Había escuchado todo, como casi todas las noches o tardes o a la hora que fuera.

   Otra vez, Lucía sufrió en silencio mientras escuchaba los gritos y los golpes de la casilla contigua, porque las paredes, si acaso podían llamarse paredes, eran casi de papel de aluminio en la villa. Cuando el Fleita llegaba borracho, cosa que últimamente parecía ocurrir todo el tiempo, después de un rato fajaba a la Rosita. Golpes duros. Nada de piñas suaves, además, porque Rosita era petisita y regordeta y parecía mullida, preparada para soportar. Él le pegaba y, después de pegarle, se acostaba con la chica, se negara ella o no. En ese momento, Lucía se tapaba la cabeza con la almohada y sufría otra vez al mismo ritmo. Nadie del barrio se iba a meter con el Fleita o a encararlo por lo que hacía. Ella lo sabía y lo sabía también Rosita. Porque, más o menos, en muchas de las casas de chapa pasaba lo mismo, piñas más, piñas menos.
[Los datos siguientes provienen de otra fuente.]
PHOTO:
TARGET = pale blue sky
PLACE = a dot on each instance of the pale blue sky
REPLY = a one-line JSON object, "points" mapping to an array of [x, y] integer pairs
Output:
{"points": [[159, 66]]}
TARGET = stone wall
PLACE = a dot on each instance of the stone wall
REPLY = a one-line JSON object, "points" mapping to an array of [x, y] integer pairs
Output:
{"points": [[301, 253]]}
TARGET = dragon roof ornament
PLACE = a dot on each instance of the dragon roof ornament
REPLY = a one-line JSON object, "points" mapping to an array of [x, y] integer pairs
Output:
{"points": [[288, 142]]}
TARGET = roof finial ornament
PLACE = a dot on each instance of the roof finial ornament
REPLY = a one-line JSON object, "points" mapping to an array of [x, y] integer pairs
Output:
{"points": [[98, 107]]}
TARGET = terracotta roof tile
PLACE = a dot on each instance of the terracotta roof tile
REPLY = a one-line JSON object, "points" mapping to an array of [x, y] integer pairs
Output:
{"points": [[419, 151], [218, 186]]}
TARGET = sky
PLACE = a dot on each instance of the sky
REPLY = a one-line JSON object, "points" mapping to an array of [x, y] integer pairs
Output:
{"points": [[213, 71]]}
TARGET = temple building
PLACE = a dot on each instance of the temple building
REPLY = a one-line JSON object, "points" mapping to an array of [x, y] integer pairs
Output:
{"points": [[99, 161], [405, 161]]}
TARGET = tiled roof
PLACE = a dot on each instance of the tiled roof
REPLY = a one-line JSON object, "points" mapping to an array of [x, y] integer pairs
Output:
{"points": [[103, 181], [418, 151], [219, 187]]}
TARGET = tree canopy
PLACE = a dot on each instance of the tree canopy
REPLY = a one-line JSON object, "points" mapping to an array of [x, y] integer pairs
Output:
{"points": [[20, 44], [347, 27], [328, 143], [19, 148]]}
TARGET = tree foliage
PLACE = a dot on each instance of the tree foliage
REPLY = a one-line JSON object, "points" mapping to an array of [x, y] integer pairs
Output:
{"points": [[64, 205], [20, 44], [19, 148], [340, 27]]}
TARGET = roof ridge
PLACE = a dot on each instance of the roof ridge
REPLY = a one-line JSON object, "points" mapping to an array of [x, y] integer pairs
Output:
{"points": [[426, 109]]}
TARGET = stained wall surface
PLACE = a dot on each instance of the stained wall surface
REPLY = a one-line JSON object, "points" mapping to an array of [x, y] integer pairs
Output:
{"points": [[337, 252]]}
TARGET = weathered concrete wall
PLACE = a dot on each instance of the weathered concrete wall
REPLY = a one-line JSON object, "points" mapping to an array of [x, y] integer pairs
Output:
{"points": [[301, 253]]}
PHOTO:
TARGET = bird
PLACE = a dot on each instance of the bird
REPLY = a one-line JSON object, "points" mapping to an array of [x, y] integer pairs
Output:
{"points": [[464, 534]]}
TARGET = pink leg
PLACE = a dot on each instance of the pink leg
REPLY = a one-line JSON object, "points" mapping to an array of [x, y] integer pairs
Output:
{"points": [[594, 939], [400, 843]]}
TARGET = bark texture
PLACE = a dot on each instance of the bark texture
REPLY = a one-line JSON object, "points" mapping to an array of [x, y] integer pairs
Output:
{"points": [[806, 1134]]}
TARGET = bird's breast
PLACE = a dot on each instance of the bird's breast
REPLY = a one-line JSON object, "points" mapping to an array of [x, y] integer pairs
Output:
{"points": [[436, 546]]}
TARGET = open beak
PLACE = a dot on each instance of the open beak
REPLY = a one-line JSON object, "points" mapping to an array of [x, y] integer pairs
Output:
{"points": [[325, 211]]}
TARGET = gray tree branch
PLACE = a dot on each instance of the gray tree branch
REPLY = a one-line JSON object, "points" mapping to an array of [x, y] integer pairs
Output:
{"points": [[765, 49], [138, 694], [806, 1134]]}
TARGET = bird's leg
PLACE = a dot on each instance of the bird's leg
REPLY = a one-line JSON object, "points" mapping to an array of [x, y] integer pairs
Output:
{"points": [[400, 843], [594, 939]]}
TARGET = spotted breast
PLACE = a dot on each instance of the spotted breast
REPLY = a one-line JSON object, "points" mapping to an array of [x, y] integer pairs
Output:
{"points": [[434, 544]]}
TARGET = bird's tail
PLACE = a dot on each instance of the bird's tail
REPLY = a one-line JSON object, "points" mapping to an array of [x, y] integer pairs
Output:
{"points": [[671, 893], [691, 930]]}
    Lucía ahogó el llanto. Mantuvo silencio y prestó atención a todos los ruidos que hacían sus vecinos: se oía clarísimo que el Fleita se la cogía a Rosita por la fuerza. Pudo escuchar y adivinar lo que pasaba. El murmullo apagado de la voz de él manejándole el cuerpo a su antojo y los gimoteos de Rosita, que apenas atinaba a empujarlo un poquito para que no la maltratara tanto, le sonaban al lado del oído. Cada intento de la chica por sacárselo de encima era contestado con un cachetazo sonoro, hasta que lograba que separara las piernas. Escuchó cómo la apretaba contra el colchón y después, con más violencia, hacía sonar el elástico de la cama desvencijada entre los quejidos de ella.
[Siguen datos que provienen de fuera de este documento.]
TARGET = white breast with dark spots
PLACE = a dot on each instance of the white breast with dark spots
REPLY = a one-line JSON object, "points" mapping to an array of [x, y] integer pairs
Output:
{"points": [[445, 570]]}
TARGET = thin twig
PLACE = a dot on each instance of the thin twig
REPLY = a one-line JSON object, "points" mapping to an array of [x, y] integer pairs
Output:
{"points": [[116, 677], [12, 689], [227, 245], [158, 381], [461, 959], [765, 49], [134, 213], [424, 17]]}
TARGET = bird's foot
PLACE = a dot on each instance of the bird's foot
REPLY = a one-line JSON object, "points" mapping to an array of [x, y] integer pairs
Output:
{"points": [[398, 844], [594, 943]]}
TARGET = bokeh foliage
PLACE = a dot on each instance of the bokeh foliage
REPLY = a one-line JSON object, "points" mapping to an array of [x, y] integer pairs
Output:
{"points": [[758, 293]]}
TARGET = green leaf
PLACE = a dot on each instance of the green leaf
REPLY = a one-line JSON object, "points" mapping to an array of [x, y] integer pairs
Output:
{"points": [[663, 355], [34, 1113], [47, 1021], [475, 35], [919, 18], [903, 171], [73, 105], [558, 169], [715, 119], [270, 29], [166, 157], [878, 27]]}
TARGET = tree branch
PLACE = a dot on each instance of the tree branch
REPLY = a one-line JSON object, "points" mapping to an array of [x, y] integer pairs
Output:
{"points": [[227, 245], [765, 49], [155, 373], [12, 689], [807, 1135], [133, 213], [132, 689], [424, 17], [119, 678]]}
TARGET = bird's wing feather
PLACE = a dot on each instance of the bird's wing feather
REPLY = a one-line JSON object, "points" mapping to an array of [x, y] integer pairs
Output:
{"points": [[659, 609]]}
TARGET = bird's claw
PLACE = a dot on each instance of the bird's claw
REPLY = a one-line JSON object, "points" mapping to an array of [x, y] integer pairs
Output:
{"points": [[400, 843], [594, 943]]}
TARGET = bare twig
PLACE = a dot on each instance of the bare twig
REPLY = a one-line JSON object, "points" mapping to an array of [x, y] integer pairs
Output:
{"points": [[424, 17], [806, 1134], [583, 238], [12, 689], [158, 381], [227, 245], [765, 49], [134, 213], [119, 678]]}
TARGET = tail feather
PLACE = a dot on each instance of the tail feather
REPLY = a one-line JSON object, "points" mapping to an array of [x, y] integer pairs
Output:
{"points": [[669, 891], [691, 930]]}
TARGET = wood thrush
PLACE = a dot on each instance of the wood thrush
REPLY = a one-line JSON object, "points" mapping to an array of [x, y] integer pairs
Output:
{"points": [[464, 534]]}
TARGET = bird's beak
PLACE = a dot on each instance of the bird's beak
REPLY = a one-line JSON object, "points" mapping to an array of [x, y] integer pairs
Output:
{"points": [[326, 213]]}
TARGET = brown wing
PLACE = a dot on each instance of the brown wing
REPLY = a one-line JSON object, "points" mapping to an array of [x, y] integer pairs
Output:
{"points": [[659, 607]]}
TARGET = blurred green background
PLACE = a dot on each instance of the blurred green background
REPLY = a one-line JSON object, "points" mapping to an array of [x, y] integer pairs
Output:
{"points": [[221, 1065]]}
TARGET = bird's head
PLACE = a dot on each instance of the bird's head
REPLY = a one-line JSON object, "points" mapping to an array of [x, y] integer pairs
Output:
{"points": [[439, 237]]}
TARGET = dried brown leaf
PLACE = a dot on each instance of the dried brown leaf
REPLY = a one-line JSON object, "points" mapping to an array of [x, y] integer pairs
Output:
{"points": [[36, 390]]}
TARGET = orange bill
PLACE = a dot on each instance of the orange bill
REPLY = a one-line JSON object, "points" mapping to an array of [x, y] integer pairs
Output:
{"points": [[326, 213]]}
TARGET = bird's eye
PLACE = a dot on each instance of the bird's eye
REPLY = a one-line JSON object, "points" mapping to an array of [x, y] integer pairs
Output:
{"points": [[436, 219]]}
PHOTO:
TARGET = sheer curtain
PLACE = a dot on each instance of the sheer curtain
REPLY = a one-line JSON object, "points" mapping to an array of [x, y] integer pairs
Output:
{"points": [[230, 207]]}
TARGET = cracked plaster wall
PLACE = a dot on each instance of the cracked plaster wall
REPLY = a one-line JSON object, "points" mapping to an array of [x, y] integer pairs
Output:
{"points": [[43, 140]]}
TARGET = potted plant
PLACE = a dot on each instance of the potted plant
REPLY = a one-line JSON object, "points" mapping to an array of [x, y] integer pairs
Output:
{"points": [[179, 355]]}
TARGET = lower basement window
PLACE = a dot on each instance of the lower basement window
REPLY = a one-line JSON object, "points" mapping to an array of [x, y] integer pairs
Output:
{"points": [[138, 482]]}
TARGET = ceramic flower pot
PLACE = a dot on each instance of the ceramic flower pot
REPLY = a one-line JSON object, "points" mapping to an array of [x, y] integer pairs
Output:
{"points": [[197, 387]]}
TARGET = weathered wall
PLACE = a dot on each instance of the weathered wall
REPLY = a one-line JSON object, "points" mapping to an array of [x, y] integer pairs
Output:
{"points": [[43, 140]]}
    El asco que sentían las dos cuando el tipo terminaba parecía sincronizado. Era algo de lo que habían hablado. Rosita no le contaba todo, pero a Lucía le sobraba para entender que a su amiga le daba repulsión que se le despacharan encima. Aparte, él era ruidoso para acabar. Hacía de macho, engolaba la voz y la ponía grave entre gemidos guturales. Lucía se lo imaginaba: Rosita abajo, apretada entre las piernas de él, y el tipo estrujándose el pito para tirársela en la cara o en las tetas. Porque además, Lucía estaba segura, tenía que humillar a Rosita, obligarla a que hiciera un gesto de asco y así poder reírse de ella. Porque la risita también se escuchaba.

    La puerta de chapa sonaba con estruendo cuando el Fleita salía. Al ratito, nomás, cuando entendía que estaba sola y que no la iban a seguir reventando a palos, Rosita empezaba a llorar con una vergüenza que no debía tener.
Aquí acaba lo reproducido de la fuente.